The coordinated transcriptional activation of RUNX2, COL1A1, and IBSP supports the hypothesis that cyclic mechanical loading acts through mechanoresponsive pathways that couple cytoskeletal tension to gene regulation. As discussed previously, activation of RhoA/ROCK and YAP/TAZ under mechanical strain enhances actin stress fiber formation and nuclear deformation, facilitating nuclear localization of YAP/TAZ and subsequent transcription of osteogenic genes. Finite element modeling confirmed that the applied strain field was spatially uniform in the central region of the PDMS chamber, indicating that the observed gene expression patterns reflect a consistent mechanobiological stimulus across the cell population.

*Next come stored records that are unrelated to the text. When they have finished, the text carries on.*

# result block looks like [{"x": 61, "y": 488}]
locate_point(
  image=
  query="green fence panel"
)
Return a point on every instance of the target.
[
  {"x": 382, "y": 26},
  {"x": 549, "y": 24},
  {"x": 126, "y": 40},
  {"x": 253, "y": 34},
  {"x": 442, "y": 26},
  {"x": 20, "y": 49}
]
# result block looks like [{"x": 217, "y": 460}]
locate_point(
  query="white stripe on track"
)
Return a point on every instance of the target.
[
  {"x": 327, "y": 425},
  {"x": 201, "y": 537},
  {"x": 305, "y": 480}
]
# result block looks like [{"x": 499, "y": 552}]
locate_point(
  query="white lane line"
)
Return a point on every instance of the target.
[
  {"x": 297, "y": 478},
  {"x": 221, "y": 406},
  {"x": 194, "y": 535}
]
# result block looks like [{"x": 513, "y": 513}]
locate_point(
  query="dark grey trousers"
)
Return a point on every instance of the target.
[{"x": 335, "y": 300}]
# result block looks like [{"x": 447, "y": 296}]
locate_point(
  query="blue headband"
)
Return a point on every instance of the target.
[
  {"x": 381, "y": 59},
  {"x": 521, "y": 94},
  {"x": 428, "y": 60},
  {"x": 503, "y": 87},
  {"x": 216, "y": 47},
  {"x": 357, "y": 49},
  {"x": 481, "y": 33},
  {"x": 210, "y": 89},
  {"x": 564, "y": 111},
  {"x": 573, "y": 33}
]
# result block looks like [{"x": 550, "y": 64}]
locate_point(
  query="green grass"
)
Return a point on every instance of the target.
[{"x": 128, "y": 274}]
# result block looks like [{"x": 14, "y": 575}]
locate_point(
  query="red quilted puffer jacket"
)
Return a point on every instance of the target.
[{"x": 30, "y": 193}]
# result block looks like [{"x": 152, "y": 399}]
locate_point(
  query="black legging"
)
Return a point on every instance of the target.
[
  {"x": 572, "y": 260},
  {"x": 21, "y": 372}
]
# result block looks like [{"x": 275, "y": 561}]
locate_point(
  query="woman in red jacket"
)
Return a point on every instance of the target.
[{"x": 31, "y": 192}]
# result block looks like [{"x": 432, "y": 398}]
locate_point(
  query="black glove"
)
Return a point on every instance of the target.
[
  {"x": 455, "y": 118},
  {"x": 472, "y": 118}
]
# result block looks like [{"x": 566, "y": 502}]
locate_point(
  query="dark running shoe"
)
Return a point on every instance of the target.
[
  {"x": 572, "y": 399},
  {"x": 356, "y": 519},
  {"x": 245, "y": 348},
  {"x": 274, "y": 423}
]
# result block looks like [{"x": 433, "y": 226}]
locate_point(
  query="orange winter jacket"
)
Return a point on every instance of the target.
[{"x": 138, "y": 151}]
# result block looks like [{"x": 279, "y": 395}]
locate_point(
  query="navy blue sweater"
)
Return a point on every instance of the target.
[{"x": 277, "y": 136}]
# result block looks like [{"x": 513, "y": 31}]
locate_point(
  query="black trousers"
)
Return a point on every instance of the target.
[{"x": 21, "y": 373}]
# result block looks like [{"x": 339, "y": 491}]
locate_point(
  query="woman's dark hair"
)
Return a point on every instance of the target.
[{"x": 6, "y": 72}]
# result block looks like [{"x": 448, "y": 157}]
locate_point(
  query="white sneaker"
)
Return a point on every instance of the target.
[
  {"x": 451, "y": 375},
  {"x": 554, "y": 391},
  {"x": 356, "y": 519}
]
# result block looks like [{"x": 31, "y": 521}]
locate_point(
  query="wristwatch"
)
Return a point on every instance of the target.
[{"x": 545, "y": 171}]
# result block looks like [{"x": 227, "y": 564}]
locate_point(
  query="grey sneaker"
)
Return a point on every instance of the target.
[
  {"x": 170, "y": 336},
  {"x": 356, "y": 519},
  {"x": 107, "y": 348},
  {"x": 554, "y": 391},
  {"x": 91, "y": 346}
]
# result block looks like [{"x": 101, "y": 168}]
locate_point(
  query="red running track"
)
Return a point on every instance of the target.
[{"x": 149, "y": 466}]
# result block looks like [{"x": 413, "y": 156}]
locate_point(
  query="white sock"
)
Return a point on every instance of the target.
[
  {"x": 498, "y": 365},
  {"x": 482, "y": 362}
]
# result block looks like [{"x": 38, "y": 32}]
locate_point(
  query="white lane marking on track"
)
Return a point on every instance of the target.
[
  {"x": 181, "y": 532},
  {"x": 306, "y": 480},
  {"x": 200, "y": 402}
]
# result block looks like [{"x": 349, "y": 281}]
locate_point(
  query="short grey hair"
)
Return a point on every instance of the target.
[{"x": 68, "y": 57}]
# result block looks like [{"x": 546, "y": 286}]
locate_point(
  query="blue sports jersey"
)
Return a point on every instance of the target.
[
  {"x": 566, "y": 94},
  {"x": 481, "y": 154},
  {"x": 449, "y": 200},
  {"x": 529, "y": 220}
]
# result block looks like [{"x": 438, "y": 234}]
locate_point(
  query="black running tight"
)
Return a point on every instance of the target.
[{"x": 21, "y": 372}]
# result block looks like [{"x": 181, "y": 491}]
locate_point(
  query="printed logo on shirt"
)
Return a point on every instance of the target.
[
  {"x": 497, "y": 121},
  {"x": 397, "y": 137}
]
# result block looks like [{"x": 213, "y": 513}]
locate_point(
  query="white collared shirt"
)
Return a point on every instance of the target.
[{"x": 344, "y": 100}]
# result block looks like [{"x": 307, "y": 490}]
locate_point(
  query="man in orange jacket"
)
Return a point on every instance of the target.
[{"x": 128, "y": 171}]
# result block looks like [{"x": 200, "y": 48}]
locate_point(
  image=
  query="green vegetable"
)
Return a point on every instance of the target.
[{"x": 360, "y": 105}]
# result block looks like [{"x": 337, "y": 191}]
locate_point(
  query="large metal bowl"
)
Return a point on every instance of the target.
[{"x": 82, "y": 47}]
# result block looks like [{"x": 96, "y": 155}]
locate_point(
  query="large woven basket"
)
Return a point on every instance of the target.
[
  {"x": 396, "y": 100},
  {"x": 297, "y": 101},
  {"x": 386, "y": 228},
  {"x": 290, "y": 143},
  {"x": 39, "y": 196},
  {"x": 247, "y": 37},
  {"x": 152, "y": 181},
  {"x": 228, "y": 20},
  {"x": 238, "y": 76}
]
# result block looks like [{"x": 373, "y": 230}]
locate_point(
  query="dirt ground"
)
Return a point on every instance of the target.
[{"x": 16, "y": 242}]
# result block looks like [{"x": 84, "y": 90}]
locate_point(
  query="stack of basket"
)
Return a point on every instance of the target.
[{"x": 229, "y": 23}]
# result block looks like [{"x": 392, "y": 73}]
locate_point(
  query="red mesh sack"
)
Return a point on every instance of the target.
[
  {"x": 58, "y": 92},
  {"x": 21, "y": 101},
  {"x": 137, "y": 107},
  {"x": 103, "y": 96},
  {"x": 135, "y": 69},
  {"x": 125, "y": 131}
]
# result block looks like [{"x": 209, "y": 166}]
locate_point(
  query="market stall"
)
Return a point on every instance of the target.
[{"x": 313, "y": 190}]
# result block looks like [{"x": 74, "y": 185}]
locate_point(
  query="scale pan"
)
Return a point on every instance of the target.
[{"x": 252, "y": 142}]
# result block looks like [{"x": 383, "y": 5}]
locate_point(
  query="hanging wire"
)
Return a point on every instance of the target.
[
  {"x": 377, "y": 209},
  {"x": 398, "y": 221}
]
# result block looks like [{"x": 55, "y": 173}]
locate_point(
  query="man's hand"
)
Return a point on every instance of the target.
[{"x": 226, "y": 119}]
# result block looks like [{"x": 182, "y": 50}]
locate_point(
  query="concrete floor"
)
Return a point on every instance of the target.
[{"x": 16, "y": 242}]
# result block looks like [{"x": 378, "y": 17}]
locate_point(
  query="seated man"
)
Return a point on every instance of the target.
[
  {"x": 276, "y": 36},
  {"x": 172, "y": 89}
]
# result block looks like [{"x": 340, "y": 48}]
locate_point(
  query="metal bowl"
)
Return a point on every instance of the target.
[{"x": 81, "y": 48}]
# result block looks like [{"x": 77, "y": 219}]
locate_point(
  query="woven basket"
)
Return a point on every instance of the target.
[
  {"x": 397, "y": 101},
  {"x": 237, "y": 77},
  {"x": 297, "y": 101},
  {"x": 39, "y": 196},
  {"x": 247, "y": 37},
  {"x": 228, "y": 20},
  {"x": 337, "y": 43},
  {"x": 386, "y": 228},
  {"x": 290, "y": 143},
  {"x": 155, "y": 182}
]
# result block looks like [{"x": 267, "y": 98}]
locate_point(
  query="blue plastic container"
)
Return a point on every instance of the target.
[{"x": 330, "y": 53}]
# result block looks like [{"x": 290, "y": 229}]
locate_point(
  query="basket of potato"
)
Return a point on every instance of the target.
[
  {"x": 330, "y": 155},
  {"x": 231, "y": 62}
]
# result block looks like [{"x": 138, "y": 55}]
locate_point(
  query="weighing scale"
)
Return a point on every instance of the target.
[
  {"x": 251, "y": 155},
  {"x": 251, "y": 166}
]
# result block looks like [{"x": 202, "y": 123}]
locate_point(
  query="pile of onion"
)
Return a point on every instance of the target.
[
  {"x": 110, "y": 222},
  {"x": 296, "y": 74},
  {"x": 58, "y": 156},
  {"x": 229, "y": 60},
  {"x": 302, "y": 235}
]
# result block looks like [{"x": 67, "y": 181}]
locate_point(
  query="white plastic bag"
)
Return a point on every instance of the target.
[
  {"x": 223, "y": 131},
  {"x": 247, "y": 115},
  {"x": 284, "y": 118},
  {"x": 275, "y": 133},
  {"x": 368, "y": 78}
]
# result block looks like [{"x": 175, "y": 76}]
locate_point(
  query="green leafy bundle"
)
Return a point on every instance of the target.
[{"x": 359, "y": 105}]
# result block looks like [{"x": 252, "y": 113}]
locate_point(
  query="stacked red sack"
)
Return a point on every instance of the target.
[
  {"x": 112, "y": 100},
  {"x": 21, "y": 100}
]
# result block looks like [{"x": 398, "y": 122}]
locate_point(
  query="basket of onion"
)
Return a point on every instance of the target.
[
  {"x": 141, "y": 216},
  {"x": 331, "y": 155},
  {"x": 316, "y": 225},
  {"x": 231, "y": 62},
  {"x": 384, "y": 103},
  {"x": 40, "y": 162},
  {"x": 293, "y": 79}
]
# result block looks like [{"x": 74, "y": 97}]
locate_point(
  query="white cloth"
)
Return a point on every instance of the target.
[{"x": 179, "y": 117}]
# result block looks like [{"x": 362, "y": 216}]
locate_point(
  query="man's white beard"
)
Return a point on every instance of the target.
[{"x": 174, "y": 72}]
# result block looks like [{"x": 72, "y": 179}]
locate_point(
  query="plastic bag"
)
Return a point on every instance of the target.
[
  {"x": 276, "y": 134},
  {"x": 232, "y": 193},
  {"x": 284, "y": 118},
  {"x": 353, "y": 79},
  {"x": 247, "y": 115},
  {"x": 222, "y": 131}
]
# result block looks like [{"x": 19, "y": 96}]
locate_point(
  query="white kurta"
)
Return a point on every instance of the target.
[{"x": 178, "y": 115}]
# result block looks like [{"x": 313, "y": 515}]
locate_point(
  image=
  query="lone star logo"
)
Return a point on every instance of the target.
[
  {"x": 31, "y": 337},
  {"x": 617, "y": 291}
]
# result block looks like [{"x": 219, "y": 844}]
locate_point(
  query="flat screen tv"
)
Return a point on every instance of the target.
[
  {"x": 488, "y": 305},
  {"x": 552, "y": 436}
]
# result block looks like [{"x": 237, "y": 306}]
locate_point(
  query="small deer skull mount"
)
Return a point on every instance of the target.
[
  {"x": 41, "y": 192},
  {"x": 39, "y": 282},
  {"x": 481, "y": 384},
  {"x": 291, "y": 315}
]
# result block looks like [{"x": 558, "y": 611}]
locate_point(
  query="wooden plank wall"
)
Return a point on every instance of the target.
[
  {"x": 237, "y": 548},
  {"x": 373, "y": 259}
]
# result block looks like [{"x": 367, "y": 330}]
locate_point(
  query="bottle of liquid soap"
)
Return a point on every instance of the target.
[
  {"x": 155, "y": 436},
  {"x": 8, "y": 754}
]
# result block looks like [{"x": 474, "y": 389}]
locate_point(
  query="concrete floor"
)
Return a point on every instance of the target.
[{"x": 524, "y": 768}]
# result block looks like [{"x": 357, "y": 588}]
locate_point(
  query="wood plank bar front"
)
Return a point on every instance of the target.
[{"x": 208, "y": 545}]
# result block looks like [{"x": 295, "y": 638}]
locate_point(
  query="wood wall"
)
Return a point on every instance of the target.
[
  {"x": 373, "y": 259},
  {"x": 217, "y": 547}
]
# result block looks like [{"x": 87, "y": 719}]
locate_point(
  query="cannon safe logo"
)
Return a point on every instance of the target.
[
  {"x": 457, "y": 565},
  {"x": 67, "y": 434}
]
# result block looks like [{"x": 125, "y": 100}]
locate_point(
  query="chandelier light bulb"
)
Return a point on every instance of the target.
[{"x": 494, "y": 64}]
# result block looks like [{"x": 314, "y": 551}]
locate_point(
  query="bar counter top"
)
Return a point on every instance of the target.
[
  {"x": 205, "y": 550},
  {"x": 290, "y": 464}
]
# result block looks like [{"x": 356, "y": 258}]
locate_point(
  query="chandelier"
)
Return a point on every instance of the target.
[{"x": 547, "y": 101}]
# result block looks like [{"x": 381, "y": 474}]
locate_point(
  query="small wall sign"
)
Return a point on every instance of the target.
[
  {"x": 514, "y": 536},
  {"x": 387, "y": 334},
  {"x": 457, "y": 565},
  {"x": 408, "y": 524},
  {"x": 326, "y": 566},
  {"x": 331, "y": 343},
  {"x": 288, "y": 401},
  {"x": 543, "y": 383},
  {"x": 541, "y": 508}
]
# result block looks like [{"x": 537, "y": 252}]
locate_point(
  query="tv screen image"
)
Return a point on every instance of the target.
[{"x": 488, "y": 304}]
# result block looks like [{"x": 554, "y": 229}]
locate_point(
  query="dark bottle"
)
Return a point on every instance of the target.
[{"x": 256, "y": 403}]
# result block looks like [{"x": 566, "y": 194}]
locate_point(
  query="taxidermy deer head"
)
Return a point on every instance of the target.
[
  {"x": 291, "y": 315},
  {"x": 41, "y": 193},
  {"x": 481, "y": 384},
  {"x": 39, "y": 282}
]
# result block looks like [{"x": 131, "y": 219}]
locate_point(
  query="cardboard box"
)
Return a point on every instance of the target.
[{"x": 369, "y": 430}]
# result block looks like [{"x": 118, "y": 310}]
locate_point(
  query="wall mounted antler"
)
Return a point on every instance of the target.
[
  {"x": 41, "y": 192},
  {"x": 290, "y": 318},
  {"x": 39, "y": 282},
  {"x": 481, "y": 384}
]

Previous finding has shown that cyclic mechanical loading promotes osteogenic differentiation of MSCs. For example, Sun [21] applied 8% strain at 1 Hz in a 2D system and observed increased matrix formation and early osteogenic marker expression, while Xiao et al. [24] demonstrated that intermittent stretching at 10% strain activated the p38MAPK–osterix pathway and enhanced osteogenesis in bone-marrow MSCs. Fang et al. (2019) used lower strain levels (3–5% at 0.5 Hz) in 2D culture and reported modest increases in proliferation and cytoskeletal organization, but significantly weaker osteogenic effects than those observed under higher-strain conditions [22]. Compared with these studies, which were focused on 2D monolayers in natural ECM, our 3D peptide hydrogel system subjected to 10% strain at 0.5 Hz elicited more pronounced cytoskeletal alignment and upregulation of osteogenic genes, likely due to the combination of higher strain magnitude and the physiologically relevant 3D matrix. This highlights the importance of both mechanical loading parameters and the 3D microenvironment in directing MSC osteogenic differentiation. Overall, these findings demonstrate that dynamic mechanical stimulation in 3D peptide hydrogels effectively promotes osteogenic lineage commitment of MSCs at both structural and molecular levels. The integration of qRT–PCR data with fluorescence imaging, finite element modeling, and biochemical assays provides a multiscale understanding of how external mechanical cues are transduced into gene-level responses.

4. Conclusions

This study demonstrates that dynamic mechanical stimulation within three-dimensional (3D) peptide hydrogels provides a powerful microenvironment for directing mesenchymal stem cell (MSC) fate. A custom-designed PDMS-based stretching device integrated with finite element modeling established a reproducible platform capable of delivering uniform cyclic strain to cell-laden hydrogels. Low-frequency, high-strain loading (0.5 Hz, 10%) induced significant cytoskeletal alignment (coherency index $\approx 0.85$), enhanced actin polymerization, and increased cell proliferation compared to higher-frequency, low-strain conditions (2.5 Hz, 1%). Biochemical and gene expression analyses revealed a coordinated upregulation of early, mid, and late osteogenic markers—RUNX2, ALP, COL1A1, OSX, BMP, ON, and IBSP—confirming strain-dependent osteogenic differentiation. The findings indicate that mechanical cues in 3D peptide matrices activate RhoA/ROCK and YAP/TAZ pathways, coupling cytoskeletal tension to transcriptional control of osteogenesis. The integrated experimental and computational framework provides a multiscale understanding of mechanotransduction and underscores the potential of dynamically tunable peptide hydrogels for regenerative medicine and bone tissue engineering applications. These findings not only advance our understanding of MSC mechanotransduction in 3D matrices but also provide a foundation for translating mechanically optimized peptide hydrogels into preclinical bone-repair models and engineered tissue constructs.